New jobs created over the next decade include:
- Data Detective: investigating organisational data across a company, generating business answers and recommendations based on examining information from a variety of sources
- Digital Tailor: visiting retail customers' homes to perfect the fit and finish of their ecommerce-ordered clothes
- Personal Memory Curator: helping combat memory loss by creating virtual environments for elderly customers to inhabit
- Ethical Sourcing Officer: ensuring the allocation of corporate income aligns with the standards set by customers and employees, codified through the corporate ethics board
- Walker / Talker: acting as a conversational companion to elderly people, connecting with seniors through a platform similar to Uber
- Master of Edge Computing: defining the IoT roadmap, carefully evaluating the technical requirements and assessing the feasibility for establishing the edge processing unit, whilst measuring the return on investments
- Cyber City Analyst: ensuring the steady flow of “healthy” data around cities including bio data, citizen data and asset data – making sure all technical and transmission equipment functions without being compromised
A focus on the human touch – the 3Cs
The 21 jobs cited cover a variety of disciplines, markets and technologies; however, they all share three common themes:
- Coaching: helping people improve when doing certain things (e.g., managing their finances, managing their weight)

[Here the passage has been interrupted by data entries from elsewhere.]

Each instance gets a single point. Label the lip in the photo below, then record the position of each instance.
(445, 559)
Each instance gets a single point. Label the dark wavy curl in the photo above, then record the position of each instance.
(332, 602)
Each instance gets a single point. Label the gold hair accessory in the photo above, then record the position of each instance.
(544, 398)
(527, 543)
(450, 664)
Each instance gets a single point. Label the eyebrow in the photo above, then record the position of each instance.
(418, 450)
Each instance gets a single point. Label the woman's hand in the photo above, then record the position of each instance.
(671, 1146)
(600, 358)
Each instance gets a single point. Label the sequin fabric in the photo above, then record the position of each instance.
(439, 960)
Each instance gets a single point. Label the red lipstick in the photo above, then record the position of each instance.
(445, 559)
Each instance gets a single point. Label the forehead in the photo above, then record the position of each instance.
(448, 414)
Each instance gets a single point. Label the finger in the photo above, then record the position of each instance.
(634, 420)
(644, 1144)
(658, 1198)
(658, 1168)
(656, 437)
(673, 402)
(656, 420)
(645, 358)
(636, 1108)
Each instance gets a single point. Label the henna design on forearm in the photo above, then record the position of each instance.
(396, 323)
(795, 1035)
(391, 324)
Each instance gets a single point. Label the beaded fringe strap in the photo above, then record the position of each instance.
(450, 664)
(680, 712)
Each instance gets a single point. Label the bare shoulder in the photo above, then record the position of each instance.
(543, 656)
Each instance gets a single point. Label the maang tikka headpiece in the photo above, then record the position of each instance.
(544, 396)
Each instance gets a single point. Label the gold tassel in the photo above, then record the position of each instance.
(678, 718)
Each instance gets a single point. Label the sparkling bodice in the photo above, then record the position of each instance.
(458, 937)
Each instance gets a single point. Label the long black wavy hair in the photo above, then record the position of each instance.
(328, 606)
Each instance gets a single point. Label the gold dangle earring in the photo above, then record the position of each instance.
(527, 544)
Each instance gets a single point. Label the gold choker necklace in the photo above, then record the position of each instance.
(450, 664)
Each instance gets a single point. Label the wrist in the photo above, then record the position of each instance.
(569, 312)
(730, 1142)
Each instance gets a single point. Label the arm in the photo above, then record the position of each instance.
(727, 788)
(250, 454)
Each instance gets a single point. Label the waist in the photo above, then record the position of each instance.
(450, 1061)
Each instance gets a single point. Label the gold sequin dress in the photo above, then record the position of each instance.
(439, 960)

- Caring: improving people’s health and wellness
- Connecting: man and machine, the physical and the virtual, commerce with ethics and traditional IT as well as shadow IT, where solutions are built and used inside organisations without approval, such as personal smartphones.
These 3Cs show us that no matter how technological our age becomes, ultimately, people want the human touch. We want technology to help us, as a tool, but we do not want technology for technology’s sake.
Euan Davis, European Lead for Cognizant’s Center for the Future of Work, explains: “Work and the skills required have always undergone change over the centuries and the jobs in Cognizant’s latest report reflect that technology is a means, not the end.
“The complete list of 21 jobs in this report will form the basis for some – although not all – of the 21 million new jobs we are confident will be created over the next 10 to 15 years. Many of the jobs of the future are the jobs of today. For example, teachers, doctors and policemen are not going anywhere soon but many of their roles will change due to technology available. Jobs from our parents’ generation may in time seem ridiculous to our children.
“Technology will upgrade every aspect of society. We are not facing a cyber dystopia – a grim, dark singularity – rather, a recognisable world in which technology has improved things for humans, not robbed us of what we value most: our very humanity.”